Professeur à l’institut de géosciences de l’Université fédérale du Pará (UFPA), Bergson Cavalcanti de Moraes détaille : « Une partie des radiations solaires est transformée en chaleur latente — nécessaire à l’évaporation de l’humidité présente dans les cours d’eau ou les plantes. Le reste se répercute en chaleur sensible, c’est-à-dire celle que nous ressentons. » Résultat : en l’absence d’eau et de végétation, la sensation de chaleur est décuplée, poursuit l’auteur d’une étude établissant un lien entre l’anthropisation et les bouleversements climatiques à l’œuvre à Belém et sa banlieue.
Pour le scientifique, le phénomène s’attribue également à l’urbanisation de la ville, qui, comme de nombreuses métropoles brésiliennes, a connu un processus de développement sauvage et désordonné. Cela est particulièrement visible à Terra Firme, quartier en grande partie constitué d’habitations spontanées de briques et de bois, dont la population a été multipliée par 15 en cinquante ans. Jusqu’à devenir le quatrième quartier le plus chaud de Belém, selon le relevé du site InfoAmazonia. « Quand je suis arrivé dans le quartier il y a quarante ans, le climat était bien différent. Les arbres aidaient à nous ventiler », confirme un riverain, avant de repartir en mobylette.
Les négociations de la COP, en pleine fournaise
Là encore, la réponse des pouvoirs publics semble défaillante. « Cela se voit y compris dans les constructions entreprises à l’occasion de la COP », déroule Bergson Cavalcanti de Moraes. « Si l’on prend l’exemple du Parque da Cidade [“parc de la ville” en français, abritant les structures où se tiendront les négociations de la COP, érigé spécialement pour l’événement], personne ne peut y rester une journée entière.
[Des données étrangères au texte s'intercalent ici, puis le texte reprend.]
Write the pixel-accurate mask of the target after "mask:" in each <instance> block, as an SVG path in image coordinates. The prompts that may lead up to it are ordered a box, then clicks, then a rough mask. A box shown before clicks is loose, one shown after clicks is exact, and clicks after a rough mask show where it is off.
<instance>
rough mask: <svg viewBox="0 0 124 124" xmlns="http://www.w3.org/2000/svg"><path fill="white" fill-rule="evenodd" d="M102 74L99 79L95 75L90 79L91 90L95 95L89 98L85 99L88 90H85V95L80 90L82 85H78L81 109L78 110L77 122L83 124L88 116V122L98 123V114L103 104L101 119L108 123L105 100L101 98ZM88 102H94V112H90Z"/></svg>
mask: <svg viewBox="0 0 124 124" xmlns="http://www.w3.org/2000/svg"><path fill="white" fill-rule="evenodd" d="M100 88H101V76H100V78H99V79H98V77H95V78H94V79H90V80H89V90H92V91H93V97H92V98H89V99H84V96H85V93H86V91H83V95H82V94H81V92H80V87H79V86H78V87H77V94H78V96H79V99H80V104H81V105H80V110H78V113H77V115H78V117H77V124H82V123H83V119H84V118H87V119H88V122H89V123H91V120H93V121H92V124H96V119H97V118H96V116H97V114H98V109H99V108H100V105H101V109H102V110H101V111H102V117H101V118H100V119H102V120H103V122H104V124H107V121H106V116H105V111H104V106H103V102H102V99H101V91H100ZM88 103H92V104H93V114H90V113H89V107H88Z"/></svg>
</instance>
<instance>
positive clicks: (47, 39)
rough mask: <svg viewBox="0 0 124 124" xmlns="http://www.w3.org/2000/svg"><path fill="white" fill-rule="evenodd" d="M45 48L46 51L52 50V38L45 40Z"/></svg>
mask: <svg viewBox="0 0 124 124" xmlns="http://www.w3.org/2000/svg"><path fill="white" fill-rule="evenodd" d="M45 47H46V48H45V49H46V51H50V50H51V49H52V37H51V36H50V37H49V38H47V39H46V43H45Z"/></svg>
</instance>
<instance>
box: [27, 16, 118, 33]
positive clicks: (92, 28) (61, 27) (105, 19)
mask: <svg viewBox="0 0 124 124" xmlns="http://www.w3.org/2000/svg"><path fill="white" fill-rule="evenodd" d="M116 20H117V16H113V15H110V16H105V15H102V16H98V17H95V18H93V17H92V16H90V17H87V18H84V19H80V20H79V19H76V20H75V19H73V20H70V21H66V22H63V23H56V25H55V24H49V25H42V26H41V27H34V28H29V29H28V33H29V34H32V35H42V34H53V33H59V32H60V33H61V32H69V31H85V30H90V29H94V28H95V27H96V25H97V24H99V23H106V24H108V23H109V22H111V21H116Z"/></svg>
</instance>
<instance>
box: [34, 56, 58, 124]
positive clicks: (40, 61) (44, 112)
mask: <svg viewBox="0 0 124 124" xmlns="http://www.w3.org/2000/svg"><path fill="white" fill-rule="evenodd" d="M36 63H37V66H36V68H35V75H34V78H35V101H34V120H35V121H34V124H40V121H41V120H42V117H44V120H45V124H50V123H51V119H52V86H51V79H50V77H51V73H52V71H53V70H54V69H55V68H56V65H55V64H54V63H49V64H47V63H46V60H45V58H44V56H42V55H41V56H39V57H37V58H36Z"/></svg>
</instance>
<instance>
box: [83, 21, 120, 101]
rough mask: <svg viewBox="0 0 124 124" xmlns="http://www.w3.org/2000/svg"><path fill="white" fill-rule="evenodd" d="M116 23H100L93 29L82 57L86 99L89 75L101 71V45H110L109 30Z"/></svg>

J’ai eu l’occasion d’y aller moi-même, avec ma famille, et la température grimpe jusqu’aux 40 °C. Précisément parce qu’il n’y a pas un arbre pour capter cette chaleur. »
Ces derniers mois, l’installation d’arbres métalliques recouverts de plantes, commodément renommés « jardins suspendus » par les organisateurs de la COP, ont suscité des commentaires allant des moqueries à l’indignation, dans une région abritant pourtant autour de 16 000 espèces d’arbres différentes. Une série de mauvais choix qui, pour Andrew Leal, témoignent d’un problème politique plus profond : « Pour eux, moins il y a de nature, plus c’est développé. »
Sollicités par Reporterre à plusieurs reprises, ni la mairie de Belém, ni l’État du Pará n’ont répondu à nos questions.